This composition of disparate compounds achieves a powerful immunostimulant, boosting the efficacy of a wide variety of vaccines. Vaccines are an invaluable public health measure, crucial for fighting pandemics, child mortality, and cancer. Estimates suggest childhood vaccinations have saved over 100 million lives in the last 50 years. Vaccines are also emerging as weapons against cancer thanks to their ability to stimulate the immune system to attack tumors. The core of a vaccine is the antigen, a derivative of an infectious agent the immune system learns to recognize. However, the vaccine or antigen alone typically does not attract enough attention from the immune system to create a lasting immune response or memory. To overcome this problem, adjuvants, compounds that boost vaccines to induce a strong immune response, are widely applied alongside vaccines to achieve lasting immune memory. But the utility of each adjuvant is often specific to a single vaccine.

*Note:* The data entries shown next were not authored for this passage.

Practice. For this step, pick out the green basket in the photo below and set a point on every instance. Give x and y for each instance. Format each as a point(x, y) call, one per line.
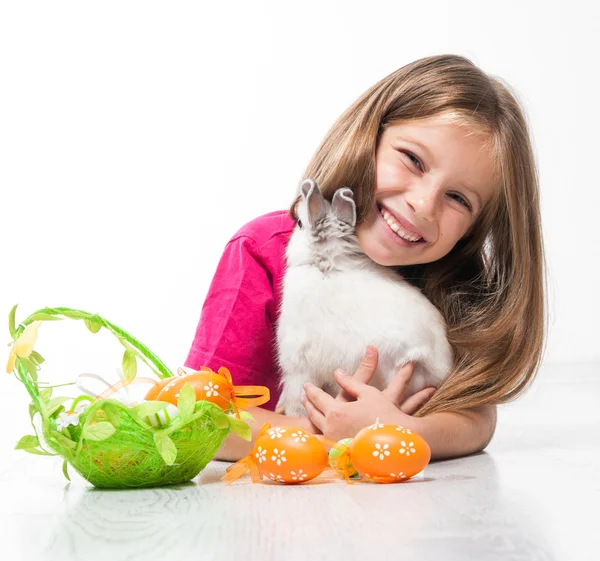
point(113, 445)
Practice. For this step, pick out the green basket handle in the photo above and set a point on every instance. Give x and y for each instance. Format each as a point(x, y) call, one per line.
point(94, 323)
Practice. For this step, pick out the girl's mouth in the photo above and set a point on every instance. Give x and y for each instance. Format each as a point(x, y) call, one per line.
point(399, 233)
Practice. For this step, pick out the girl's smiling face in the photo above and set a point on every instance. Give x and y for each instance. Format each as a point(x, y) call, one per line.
point(433, 179)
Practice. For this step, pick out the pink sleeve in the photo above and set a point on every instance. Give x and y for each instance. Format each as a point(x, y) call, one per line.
point(236, 324)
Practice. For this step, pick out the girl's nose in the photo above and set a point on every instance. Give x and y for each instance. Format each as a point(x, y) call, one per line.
point(423, 201)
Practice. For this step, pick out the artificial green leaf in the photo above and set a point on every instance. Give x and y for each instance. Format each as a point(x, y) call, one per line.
point(53, 405)
point(129, 364)
point(74, 314)
point(240, 428)
point(28, 441)
point(92, 325)
point(65, 471)
point(112, 412)
point(64, 440)
point(38, 452)
point(220, 419)
point(149, 408)
point(166, 448)
point(11, 321)
point(99, 431)
point(37, 357)
point(42, 316)
point(30, 367)
point(32, 410)
point(186, 401)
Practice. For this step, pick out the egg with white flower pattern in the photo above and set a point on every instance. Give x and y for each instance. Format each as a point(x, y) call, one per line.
point(389, 453)
point(289, 455)
point(207, 385)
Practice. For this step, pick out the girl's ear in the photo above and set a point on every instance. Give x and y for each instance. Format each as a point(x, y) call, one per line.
point(315, 203)
point(343, 206)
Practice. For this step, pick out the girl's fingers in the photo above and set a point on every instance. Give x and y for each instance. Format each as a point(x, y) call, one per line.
point(399, 382)
point(363, 373)
point(413, 403)
point(314, 415)
point(322, 400)
point(353, 387)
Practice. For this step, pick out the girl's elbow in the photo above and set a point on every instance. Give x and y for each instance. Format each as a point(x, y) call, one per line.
point(486, 423)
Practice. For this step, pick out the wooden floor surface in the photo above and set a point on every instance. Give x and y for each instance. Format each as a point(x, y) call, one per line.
point(532, 495)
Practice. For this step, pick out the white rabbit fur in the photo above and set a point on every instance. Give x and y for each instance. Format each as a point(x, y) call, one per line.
point(336, 301)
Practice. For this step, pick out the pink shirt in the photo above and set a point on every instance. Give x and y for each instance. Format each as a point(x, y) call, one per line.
point(238, 319)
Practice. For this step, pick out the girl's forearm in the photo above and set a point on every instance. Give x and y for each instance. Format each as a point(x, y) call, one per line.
point(451, 434)
point(235, 448)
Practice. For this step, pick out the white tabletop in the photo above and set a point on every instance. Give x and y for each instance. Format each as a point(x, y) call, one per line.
point(533, 494)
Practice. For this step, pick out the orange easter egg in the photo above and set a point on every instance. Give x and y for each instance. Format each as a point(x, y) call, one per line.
point(389, 453)
point(289, 455)
point(158, 386)
point(205, 383)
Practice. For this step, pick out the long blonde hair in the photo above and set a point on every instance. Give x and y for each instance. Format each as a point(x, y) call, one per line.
point(491, 287)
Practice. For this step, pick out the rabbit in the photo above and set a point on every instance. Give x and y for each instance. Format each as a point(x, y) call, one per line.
point(336, 301)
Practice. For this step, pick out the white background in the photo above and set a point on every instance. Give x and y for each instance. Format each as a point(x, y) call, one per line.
point(137, 137)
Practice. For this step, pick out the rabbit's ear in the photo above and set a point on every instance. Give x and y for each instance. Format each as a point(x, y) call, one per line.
point(343, 206)
point(315, 203)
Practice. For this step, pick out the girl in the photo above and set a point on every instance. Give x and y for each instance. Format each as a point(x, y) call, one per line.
point(440, 161)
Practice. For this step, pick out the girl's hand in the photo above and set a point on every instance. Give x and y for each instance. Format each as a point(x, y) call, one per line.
point(343, 417)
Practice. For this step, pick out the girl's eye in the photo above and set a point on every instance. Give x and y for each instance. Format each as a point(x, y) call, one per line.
point(413, 159)
point(460, 199)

Researchers at the University of Florida have developed a new type of vaccine adjuvants by covalently bonding two distinct immunostimulant compounds, monophosphoryl lipid A (MPLA) and either 2,4-dinitrophenyl (DNP) or rhamnose that triggers two different immune response pathways. The concerted effect of these two immunostimulants promises the conjugate adjuvants with robust efficacy and broad applicability to boost vaccines that prevent viral and bacterial infections and treat cancer.
Activates a strong immune response a vaccine to create immune memory to infectious diseases or initiate an immune attack against cancerous cells
Compounds that help vaccines provoke immune responses in humans, known as adjuvants, are of great interest for biomedical applications. Vaccines alone typically do not stimulate the immune system enough by themselves to create a strong and lasting immune response, so adjuvants are necessary to achieve long-term benefits. Cancer immunotherapies are another emerging technology relying on adjuvants to achieve a strong immune response to kill cancer cells.

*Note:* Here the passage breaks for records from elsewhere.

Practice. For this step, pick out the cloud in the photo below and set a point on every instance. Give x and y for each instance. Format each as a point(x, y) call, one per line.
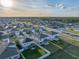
point(61, 6)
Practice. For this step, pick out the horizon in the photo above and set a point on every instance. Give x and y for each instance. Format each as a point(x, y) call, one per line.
point(39, 8)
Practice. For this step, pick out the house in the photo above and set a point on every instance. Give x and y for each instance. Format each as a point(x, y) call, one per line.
point(10, 53)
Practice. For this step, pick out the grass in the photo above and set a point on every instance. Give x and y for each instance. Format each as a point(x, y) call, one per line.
point(33, 54)
point(69, 39)
point(62, 50)
point(72, 31)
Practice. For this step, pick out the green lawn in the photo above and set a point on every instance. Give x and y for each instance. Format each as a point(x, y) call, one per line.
point(72, 31)
point(33, 54)
point(62, 50)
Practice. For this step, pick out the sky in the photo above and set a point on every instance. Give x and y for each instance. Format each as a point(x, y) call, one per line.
point(43, 8)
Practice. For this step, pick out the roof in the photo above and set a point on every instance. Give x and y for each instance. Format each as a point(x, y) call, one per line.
point(8, 53)
point(28, 40)
point(43, 35)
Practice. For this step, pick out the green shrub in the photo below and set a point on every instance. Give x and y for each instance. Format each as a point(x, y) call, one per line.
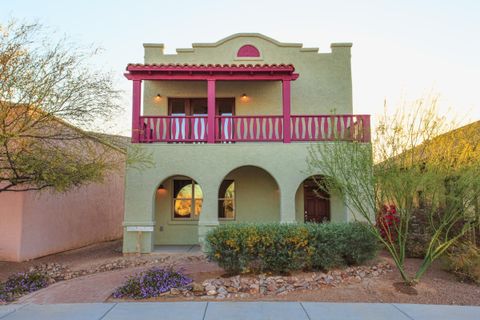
point(464, 262)
point(22, 283)
point(282, 248)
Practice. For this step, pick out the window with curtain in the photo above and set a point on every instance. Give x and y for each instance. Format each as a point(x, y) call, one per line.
point(226, 200)
point(187, 200)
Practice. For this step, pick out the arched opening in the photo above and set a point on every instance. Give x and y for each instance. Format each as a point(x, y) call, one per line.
point(313, 204)
point(178, 205)
point(249, 194)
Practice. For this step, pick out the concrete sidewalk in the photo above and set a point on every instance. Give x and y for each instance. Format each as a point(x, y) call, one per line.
point(237, 310)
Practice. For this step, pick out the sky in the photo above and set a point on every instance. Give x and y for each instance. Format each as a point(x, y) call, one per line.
point(402, 50)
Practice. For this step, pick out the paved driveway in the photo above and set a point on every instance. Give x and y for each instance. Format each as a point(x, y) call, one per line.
point(237, 310)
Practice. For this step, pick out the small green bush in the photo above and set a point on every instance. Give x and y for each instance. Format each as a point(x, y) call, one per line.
point(464, 262)
point(281, 248)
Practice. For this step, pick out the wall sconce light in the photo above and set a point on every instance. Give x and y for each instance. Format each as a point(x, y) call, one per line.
point(244, 97)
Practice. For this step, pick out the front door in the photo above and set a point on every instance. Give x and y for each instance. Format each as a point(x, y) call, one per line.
point(316, 203)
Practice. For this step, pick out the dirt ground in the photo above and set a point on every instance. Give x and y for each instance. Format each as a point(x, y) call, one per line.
point(77, 259)
point(436, 287)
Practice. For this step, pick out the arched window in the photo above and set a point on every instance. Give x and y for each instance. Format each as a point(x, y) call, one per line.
point(248, 51)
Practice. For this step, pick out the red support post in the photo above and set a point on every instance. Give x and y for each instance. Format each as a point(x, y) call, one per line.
point(286, 110)
point(136, 106)
point(211, 111)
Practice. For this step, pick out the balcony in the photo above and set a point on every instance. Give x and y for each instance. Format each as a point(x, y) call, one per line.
point(230, 129)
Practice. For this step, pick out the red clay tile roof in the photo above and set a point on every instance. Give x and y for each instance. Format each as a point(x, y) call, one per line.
point(211, 67)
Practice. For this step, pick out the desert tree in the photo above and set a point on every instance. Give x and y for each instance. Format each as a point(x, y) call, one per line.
point(50, 100)
point(415, 160)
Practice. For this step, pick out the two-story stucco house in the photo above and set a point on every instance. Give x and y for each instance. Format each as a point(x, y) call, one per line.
point(229, 125)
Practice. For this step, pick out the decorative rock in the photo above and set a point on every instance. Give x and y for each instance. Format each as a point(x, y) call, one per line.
point(210, 287)
point(222, 291)
point(211, 292)
point(197, 287)
point(254, 289)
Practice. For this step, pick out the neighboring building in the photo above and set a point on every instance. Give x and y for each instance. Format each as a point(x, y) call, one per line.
point(38, 223)
point(229, 125)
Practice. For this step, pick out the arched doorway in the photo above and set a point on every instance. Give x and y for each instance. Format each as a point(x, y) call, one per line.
point(178, 205)
point(316, 201)
point(314, 204)
point(249, 194)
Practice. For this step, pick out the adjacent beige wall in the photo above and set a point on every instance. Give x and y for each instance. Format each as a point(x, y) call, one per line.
point(35, 224)
point(11, 207)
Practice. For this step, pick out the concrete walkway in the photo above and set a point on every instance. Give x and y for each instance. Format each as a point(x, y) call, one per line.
point(237, 310)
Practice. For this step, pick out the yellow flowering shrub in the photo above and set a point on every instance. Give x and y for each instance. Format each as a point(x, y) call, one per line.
point(282, 248)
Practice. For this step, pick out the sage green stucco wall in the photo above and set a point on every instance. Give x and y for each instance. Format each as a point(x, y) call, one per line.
point(208, 165)
point(257, 199)
point(324, 84)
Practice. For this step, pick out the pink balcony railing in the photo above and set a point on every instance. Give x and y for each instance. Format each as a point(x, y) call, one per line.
point(330, 127)
point(173, 129)
point(249, 128)
point(188, 129)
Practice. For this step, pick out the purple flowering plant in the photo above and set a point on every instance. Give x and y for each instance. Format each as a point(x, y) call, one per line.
point(151, 283)
point(22, 283)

Monophosphoryl lipid A (MPLA) and 2,4-dinitrophenyl (DNP) are two effective adjuvants. MPLA, being derived from bacteria, activates the antibacterial response pathway through its interaction with the toll-like receptor 4 (TLR4), a protein designed to recognize foreign antigens, including certain bacteria, e.g., Gram-negative bacteria. For its part, DNP can recruit its corresponding endogenous antibodies in the immune system, which in turn bind to the Fc receptors of immune cells to initiate a cytotoxic response to the incursion. The sugar rhamnose can also substitute for DNP to serve the same purpose, as it activates the same antibody-Fc receptor pathway while also providing the additional benefit of combatting tumor, making it a doubly effective ingredient in cancer immunotherapy. As a result, the covalent linkage of DNP or rhamnose with MPLA produces a multiplicative impact on the potency of the conjugate adjuvants.